Processing
Processings are powerful tools to modify the config at each step of the lifecycle of a configuration. More precisely, you can use processings to modify the full configuration before and after each merge, after loading, and before saving the config.
The processings are applied via a processing object that have five methods
(called “processing” to simplify): premerge
, postmerge
, endbuild
, postload
and presave
. These names correspond to the timing they are applied. Each processing
has the signature:
def premerge(self, flat_config: Config) -> Config:
...
return flat_config
Where Config
is a simple class containing only two attributes (and no methods):
dict
that is the configuration dict and process_list
, the list of processing objects
(we discuss this in a section below). Note that it is
also the class of the object returned by the make_config
function.
They only take a flat config as input i.e a config containing a dict of depth 1 with dot-separated keys and return the modified flat dict (and keep it flat!).

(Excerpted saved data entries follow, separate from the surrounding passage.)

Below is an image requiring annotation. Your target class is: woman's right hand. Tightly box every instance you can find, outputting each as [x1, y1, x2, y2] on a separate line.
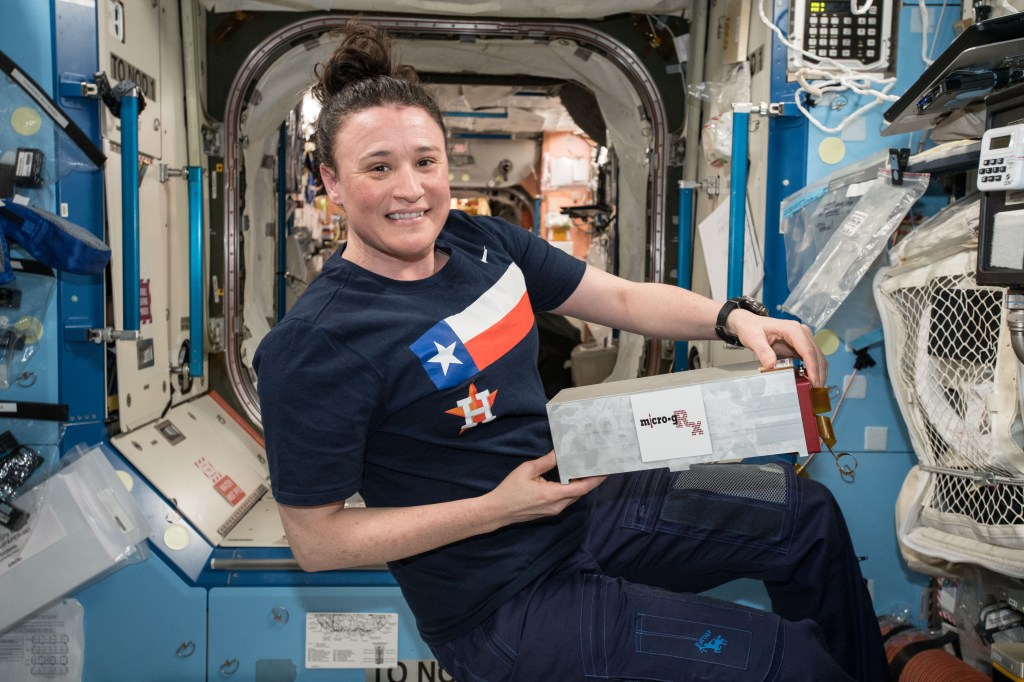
[486, 451, 606, 525]
[279, 451, 606, 572]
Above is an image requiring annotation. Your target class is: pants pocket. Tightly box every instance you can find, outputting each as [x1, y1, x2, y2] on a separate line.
[656, 463, 799, 553]
[431, 615, 518, 682]
[636, 611, 753, 668]
[581, 574, 781, 681]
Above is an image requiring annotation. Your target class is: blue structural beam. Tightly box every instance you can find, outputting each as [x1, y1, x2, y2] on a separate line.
[763, 112, 808, 314]
[674, 183, 695, 372]
[53, 0, 106, 446]
[188, 165, 204, 378]
[120, 91, 141, 332]
[728, 104, 751, 299]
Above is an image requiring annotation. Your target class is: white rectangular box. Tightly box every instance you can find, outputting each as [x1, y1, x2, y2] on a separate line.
[547, 362, 811, 483]
[993, 642, 1024, 680]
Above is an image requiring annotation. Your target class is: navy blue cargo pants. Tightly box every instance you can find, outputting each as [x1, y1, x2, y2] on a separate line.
[431, 462, 887, 681]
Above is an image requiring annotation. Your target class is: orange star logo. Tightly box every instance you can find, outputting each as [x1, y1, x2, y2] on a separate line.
[446, 383, 498, 433]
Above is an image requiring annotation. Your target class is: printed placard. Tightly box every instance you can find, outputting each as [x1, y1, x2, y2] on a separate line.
[214, 475, 245, 506]
[631, 385, 713, 463]
[0, 599, 84, 680]
[306, 612, 398, 669]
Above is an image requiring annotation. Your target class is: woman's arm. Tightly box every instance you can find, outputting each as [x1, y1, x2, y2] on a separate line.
[278, 452, 605, 571]
[552, 265, 828, 386]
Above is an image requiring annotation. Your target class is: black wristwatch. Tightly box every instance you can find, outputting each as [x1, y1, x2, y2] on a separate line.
[715, 296, 769, 347]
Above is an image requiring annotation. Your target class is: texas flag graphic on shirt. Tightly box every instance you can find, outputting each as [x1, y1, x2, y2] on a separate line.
[410, 264, 534, 390]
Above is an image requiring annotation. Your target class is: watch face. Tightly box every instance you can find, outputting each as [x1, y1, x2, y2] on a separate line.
[739, 296, 769, 317]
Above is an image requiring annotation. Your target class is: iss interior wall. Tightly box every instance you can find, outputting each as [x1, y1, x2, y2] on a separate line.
[97, 0, 207, 434]
[690, 0, 963, 622]
[75, 555, 208, 681]
[782, 1, 958, 621]
[4, 1, 60, 410]
[208, 586, 434, 681]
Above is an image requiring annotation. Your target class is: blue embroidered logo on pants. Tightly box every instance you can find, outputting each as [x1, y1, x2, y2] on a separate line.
[696, 629, 728, 654]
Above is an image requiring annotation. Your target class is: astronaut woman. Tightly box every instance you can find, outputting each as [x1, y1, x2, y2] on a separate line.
[254, 21, 885, 682]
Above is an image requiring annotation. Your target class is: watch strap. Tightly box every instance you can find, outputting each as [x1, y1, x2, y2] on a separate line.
[715, 299, 743, 346]
[714, 296, 768, 347]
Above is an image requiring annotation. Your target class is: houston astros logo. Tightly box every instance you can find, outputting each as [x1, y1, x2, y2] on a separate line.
[446, 383, 498, 433]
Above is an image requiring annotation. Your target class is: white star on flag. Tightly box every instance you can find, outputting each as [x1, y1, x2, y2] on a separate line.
[428, 341, 463, 375]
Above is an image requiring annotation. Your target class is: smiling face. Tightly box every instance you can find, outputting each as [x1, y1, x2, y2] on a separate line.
[320, 105, 451, 280]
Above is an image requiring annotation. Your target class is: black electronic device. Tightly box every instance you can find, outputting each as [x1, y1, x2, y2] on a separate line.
[0, 163, 13, 198]
[0, 499, 27, 531]
[789, 0, 899, 74]
[0, 431, 44, 531]
[916, 66, 1024, 117]
[976, 83, 1024, 287]
[883, 12, 1024, 136]
[13, 148, 44, 187]
[560, 203, 613, 234]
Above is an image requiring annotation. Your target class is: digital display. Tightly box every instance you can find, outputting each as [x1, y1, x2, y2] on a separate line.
[160, 423, 182, 439]
[990, 134, 1012, 150]
[810, 1, 826, 11]
[156, 419, 186, 445]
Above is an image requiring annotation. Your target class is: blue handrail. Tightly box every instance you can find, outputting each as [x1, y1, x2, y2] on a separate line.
[120, 91, 140, 332]
[674, 183, 695, 372]
[728, 104, 751, 299]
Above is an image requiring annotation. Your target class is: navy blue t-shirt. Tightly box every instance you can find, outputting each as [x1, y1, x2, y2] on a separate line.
[254, 210, 589, 644]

In this section, you will learn how they work and how to create your own to make whatever you want with the config (we hope!).
Why a flat dict?
The idea is that when we construct a config, we manipulate dictionaries that contain both nested sub-dictionaries and flat keys simultaneously. To simplify this process, the dictionaries are systematically flattened before merging. This approach makes things simpler and prevents duplicated keys within the same configuration, as shown in the example:
config = {'a': {'b': 1}, 'a.b': 2}
More generally, all config modifications are performed using flat dictionaries during config construction, and the same applies to processings. For processings, it is even more interesting as you can have access to the full sub-config names to make your processing if needed.
However, it’s important to note that after building your config with make_config
,
the dict will be unflattened to its normal nested configuration structure.
Processing order
The order in which the processings are triggered is crucial because they modify the config and consequently affect the behavior of subsequent processings. To manage this order, the processing class have five float attributes representing the order of the five processing methods: premerge, postmerge, endbuild, postload, and presave.

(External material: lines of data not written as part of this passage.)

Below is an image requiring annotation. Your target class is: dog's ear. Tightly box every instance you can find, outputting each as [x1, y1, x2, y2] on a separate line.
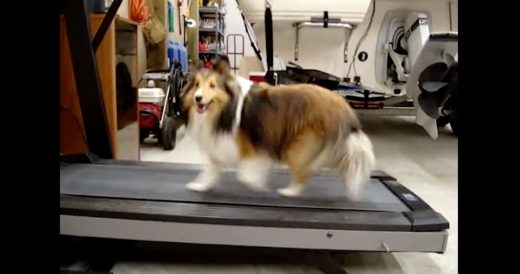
[213, 56, 231, 76]
[189, 60, 204, 72]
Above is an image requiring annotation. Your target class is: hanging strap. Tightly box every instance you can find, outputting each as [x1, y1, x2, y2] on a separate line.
[264, 3, 274, 84]
[235, 0, 262, 61]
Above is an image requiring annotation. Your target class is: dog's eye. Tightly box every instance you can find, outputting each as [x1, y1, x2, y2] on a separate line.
[209, 83, 216, 88]
[195, 81, 199, 88]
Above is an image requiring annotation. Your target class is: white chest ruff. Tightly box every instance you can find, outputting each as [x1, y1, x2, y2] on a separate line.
[187, 113, 239, 166]
[187, 77, 253, 166]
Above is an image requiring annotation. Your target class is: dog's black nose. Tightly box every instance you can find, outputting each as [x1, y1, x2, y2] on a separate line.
[195, 95, 202, 103]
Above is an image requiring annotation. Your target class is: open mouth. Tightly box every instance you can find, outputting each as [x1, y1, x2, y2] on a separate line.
[196, 101, 212, 113]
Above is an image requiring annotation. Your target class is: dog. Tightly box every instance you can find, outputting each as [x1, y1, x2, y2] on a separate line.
[180, 57, 375, 199]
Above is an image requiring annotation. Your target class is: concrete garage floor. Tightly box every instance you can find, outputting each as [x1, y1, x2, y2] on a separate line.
[115, 116, 458, 274]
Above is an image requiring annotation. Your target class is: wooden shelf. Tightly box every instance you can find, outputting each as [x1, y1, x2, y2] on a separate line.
[199, 6, 223, 14]
[115, 15, 138, 26]
[199, 28, 224, 36]
[198, 3, 225, 59]
[60, 14, 140, 161]
[200, 50, 226, 55]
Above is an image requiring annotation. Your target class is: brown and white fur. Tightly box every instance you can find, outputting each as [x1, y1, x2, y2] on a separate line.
[180, 58, 375, 199]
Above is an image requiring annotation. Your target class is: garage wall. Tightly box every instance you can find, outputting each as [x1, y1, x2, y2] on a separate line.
[222, 0, 261, 73]
[224, 0, 259, 57]
[115, 0, 148, 77]
[241, 0, 371, 78]
[450, 1, 458, 31]
[115, 0, 190, 73]
[247, 0, 457, 79]
[116, 0, 129, 17]
[253, 21, 352, 78]
[239, 0, 370, 23]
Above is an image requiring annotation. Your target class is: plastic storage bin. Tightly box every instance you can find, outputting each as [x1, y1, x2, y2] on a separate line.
[168, 40, 188, 73]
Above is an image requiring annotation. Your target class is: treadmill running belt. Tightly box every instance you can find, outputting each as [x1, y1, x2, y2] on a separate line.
[60, 163, 409, 212]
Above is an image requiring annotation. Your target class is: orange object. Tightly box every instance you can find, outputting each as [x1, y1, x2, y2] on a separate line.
[130, 0, 149, 23]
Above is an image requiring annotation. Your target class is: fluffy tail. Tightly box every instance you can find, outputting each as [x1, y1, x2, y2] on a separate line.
[335, 130, 375, 199]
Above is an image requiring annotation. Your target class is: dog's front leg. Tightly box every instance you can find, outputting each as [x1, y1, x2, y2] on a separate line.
[186, 160, 221, 192]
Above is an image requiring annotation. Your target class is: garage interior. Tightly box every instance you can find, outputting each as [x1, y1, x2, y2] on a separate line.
[59, 0, 458, 273]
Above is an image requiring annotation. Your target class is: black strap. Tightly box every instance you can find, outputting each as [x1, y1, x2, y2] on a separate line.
[264, 6, 274, 84]
[92, 0, 123, 52]
[323, 11, 329, 28]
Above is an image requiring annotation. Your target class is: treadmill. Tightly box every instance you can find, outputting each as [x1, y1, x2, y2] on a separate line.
[59, 1, 449, 273]
[60, 155, 449, 274]
[61, 156, 449, 253]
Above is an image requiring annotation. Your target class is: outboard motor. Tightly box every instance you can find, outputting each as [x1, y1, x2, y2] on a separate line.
[379, 11, 458, 138]
[346, 0, 458, 139]
[405, 28, 458, 138]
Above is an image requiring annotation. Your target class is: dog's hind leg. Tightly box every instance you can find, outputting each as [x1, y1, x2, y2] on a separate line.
[186, 158, 221, 192]
[277, 130, 325, 197]
[236, 153, 272, 191]
[235, 130, 272, 191]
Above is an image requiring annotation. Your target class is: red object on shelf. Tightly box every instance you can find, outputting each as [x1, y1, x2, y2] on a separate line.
[249, 72, 265, 83]
[199, 42, 208, 52]
[200, 55, 213, 69]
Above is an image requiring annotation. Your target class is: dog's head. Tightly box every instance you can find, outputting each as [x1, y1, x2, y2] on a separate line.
[181, 56, 239, 116]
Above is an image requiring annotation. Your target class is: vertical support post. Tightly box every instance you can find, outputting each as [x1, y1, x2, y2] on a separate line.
[62, 0, 114, 159]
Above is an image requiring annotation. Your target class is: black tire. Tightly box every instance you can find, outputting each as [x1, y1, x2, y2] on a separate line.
[437, 116, 450, 127]
[168, 65, 184, 118]
[449, 116, 459, 137]
[116, 62, 136, 113]
[139, 130, 147, 143]
[161, 117, 177, 150]
[157, 131, 162, 143]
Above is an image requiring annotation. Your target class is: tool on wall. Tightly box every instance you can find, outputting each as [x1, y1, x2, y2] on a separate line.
[178, 0, 183, 35]
[184, 0, 195, 47]
[293, 12, 352, 62]
[168, 0, 174, 32]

Here’s a basic example to illustrate the significance of the order:
# config1.yaml
merge@merge_add@delete: config2.yaml
param: 1
# config2.yaml
param2: 2
In this example, we want to build a global config using config1.yaml
. This file contains only
half of the parameters, and the other half is in config2.yaml
. Then, we add a key
with the name of our choice, here “merge”, tagged with @merge_add
to merge
config2.yaml
before the global config update. We add the @delete
tag to delete
the key “merge” before merging with the global config because in this case, there is
no key with the name “merge” in the global config, and it would raise an error as
it is not possible to ass new keys.
@merge_add
and @delete
has both only a pre-merge effect. Let’s check the orders.
It is -20.0
for merge and 30.0
for delete. So merge trigger first, add param2
and
the “merge” key is deleted after it. If the orders were reversed, the key would have been
deleted before merge processing and so the param2
would not have been updated with the
value of 2 and the resulting configuration would potentially not have been
the expected one at all.
Therefore, it is crucial to carefully manage the order when creating your own processings!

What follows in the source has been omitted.